The newly reported communications show that Stone discussed the WikiLeaks document dumps with both campaign chairman Steve Bannon and with Matthew Boyle, who at the time was the Washington editor of the right-wing publication Breitbart previously led by Bannon.

“Assange — what’s he got?” Boyle asked Stone on October 3, 2016, according to the Times. “Hope it’s good.”

“It is,” Mr. Stone reportedly responded. Boyle then reportedly pressed Bannon to contact Stone about the impending WikiLeaks dump, telling Bannon, “clearly he knows what Assange has.”

In an op-ed published in The Daily Caller shortly before The Times’ story was published, Stone said his communications with Bannon were not indicative of any inside knowledge of WikiLeaks’ activities but based on Assange’s public statements.

Read more: Roger Stone is becoming a prominent figure in the Russia investigation — here are all of his associates Mueller has called for questioning

Roger Stone

“I had long predicted an October release based on Assange’s June 2016 CNN interview with Anderson Cooper in which he said he had a trove of documents on Hillary and would release them,” Stone wrote. “I had been told this would come in October for months by my source Randy Credico who I identified for the House Intelligence Committee.

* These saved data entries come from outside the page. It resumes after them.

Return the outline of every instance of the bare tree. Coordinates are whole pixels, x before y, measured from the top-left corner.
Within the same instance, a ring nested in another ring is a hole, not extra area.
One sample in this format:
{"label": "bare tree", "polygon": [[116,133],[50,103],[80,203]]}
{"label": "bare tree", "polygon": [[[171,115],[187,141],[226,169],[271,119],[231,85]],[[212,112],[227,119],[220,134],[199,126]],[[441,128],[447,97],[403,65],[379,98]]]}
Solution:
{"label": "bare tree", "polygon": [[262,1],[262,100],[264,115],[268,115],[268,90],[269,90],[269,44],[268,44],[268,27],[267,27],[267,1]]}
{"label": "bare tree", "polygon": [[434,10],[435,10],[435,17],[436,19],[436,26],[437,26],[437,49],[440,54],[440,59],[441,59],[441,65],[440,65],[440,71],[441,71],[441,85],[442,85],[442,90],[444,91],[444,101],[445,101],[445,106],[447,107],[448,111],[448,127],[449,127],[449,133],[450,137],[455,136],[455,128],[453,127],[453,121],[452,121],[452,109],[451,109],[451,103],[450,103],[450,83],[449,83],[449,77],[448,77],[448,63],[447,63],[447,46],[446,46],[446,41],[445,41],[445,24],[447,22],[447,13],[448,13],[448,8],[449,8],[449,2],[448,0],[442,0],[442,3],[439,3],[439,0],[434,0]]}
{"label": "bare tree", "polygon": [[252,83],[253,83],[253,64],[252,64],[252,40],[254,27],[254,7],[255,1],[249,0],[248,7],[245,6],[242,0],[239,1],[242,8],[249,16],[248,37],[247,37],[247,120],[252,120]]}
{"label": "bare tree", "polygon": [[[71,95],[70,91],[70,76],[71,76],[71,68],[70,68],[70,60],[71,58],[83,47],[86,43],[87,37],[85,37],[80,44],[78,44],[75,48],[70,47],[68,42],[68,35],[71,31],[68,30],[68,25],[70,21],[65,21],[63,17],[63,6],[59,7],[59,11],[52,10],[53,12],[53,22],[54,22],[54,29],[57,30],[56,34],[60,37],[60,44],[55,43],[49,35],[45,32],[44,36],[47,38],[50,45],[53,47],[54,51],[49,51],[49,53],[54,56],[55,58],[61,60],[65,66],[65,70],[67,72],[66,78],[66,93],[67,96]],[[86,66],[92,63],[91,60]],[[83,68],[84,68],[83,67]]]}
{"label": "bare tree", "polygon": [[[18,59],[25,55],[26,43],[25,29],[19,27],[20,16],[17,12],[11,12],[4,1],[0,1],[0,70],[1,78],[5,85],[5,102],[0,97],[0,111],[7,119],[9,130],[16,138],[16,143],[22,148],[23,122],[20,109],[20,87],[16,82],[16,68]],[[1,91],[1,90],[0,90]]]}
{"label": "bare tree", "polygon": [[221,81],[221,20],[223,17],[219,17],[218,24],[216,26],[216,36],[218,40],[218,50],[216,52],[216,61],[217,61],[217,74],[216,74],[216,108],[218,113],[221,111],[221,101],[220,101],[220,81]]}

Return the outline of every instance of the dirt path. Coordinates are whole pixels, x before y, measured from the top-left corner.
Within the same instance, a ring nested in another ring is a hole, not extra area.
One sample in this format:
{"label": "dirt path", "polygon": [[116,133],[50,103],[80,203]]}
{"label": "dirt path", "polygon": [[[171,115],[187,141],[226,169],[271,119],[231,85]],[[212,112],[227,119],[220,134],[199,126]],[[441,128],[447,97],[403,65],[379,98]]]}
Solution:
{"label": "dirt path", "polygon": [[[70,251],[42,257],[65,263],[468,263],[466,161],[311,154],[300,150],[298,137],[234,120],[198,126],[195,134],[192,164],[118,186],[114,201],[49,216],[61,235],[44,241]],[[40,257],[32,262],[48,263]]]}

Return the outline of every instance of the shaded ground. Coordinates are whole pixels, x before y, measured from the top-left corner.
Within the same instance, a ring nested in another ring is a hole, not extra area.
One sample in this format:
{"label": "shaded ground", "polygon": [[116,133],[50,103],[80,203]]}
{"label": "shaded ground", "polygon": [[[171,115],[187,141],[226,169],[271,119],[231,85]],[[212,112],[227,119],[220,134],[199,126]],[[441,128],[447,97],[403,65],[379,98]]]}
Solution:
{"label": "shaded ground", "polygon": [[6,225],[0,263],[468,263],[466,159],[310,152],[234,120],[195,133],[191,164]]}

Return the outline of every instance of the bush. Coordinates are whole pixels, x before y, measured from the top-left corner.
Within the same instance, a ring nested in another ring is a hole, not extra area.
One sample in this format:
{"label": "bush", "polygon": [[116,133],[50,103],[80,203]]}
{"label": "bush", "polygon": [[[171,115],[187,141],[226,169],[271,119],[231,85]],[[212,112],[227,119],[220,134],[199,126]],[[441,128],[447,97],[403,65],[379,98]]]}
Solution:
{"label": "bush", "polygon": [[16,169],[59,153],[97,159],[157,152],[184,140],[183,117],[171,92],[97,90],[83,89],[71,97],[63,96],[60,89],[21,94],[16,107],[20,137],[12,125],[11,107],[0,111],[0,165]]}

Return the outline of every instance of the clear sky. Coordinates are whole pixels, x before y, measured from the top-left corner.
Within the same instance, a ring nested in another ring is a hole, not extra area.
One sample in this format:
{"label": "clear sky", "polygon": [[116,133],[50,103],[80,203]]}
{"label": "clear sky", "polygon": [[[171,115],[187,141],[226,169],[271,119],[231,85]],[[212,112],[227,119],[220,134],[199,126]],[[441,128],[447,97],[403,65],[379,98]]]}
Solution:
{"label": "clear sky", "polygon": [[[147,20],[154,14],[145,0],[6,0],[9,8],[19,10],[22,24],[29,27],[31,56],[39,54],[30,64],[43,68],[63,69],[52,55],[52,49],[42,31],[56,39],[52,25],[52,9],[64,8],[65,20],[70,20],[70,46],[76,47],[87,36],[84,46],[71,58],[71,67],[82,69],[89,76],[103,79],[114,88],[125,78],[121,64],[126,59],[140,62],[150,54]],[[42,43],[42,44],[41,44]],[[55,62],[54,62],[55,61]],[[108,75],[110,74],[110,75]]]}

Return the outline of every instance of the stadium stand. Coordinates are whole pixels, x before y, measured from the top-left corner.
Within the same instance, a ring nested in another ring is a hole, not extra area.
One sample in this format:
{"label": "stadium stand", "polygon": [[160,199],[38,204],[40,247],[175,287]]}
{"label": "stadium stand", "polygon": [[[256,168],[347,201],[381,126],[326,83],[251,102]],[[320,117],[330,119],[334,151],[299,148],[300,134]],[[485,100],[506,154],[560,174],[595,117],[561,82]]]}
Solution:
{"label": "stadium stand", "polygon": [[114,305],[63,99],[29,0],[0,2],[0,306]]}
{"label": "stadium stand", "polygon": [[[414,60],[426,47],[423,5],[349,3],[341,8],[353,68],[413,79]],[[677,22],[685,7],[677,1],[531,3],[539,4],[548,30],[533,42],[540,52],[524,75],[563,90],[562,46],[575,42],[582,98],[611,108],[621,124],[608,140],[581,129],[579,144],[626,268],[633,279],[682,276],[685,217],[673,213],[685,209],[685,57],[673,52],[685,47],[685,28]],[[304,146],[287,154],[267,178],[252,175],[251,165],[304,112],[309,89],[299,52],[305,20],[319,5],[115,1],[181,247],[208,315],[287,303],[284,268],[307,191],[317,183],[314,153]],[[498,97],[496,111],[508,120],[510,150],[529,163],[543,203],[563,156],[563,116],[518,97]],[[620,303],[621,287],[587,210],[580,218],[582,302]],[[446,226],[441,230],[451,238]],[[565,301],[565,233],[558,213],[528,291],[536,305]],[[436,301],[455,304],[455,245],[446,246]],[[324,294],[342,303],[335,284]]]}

Stone has said that Credico, a left-wing radio host, served as an intermediary between him and Assange. Credico, who has testified under oath in the Mueller probe, denies this.

Addressing the exchange with Boyle during which Stone said that WikiLeaks had something “good” on the Clinton campaign, the GOP strategist said his response was based on Credico’s insistence that the material was “devastating,” “bombshell,” and would “change the race.”

Just a few days after the exchange with Boyle, Stone’s prediction came true. On October 7, WikiLeaks released a trove of hacked emails from Clinton campaign chairman John Podesta. 

Stone did not immediately respond to a request for comment.

Nearly a dozen of Stone’s associates have been called to interview with the special counsel or testify before a grand jury in the Russia probe. Mueller has long been homing in on Stone as he examines whether Stone had advance knowledge of WikiLeaks’ plans to disseminate Democratic emails that had been stolen by the Russians.